In another study, George Brainard, PhD, professor of Neurology at Jefferson is collaborating on a project to monitor stress and sleep while testing stress interventions in novice space travelers. In earlier work, Dr. Brainard’s group had previously built a full-sized replica of ISS crew quarters in their lab at Jefferson to study the effects of novel NASA light modules on sleep and the circadian system.
For many years, our lab has been looking at how light can affect the human body, on earth and in space,” says John Hanifin, PhD, who will lead Jefferson’s contribution to this Rakia mission project. “We are excited to contribute to this project.” As part of the Rakia mission, the group will investigate how the stress of a space mission affects the human body.

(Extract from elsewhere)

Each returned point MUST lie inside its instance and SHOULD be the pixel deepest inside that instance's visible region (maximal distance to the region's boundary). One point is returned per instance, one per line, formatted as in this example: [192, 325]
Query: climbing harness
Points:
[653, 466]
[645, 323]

They will use electronic fit-bit-like wearables linked to mobile applications on Earth as well as using other visual, auditory and behavioral tests. The technology could help provide support to astronauts as needed from the ground. This project is led by Asaf Caspi, MD, director of Psychiatry at Sheba, in collaboration with Yael Henkin, PhD, Harel Baris, MD and Iris Shtein at Sheba Medical Center, with support from Dr. Grunwald, from Jefferson, and Limor Caspi, MD, and Rachel Kaplan at Sheba.
In a third study, Adam Dicker, MD, professor and chair of the department of radiation oncology at Jefferson, and colleagues, will collaborate on a project to study the effects of space travel on the immune dysfunction. Most astronauts suffer from changes in their immune system from heightened immune reactions to reactivation of viruses that normally lay dormant in the body. The group aims to analyze the baseline immune state of astronauts using a sophisticated molecular analysis of over 1,000 proteins from a blood sample before and after space flight. The project is led by Yaacov Lawrence, MD, from Sheba, with Yuval Shaked, PhD, from Technion, Israel Institute of Technology and Michal Harel, PhD, from OncoHost, an Israeli biotech startup.
“This is huge, and it’s really cool to have experiments designed by Jefferson’s collaborative team going onto the space station!” says University provost Mark L. Tykocinski. “We already had a toe in it with Jefferson helping develop lighting for the International Space Station, but now we have a foot in the door of space research. This time, we’re moving upward with actual experiments.”
All of the projects include time donated by the astronauts and are contingent on raising funds and approval by NASA. The mission is scheduled to launch in early 2022 as part of the Axiom Space Ax-1 project.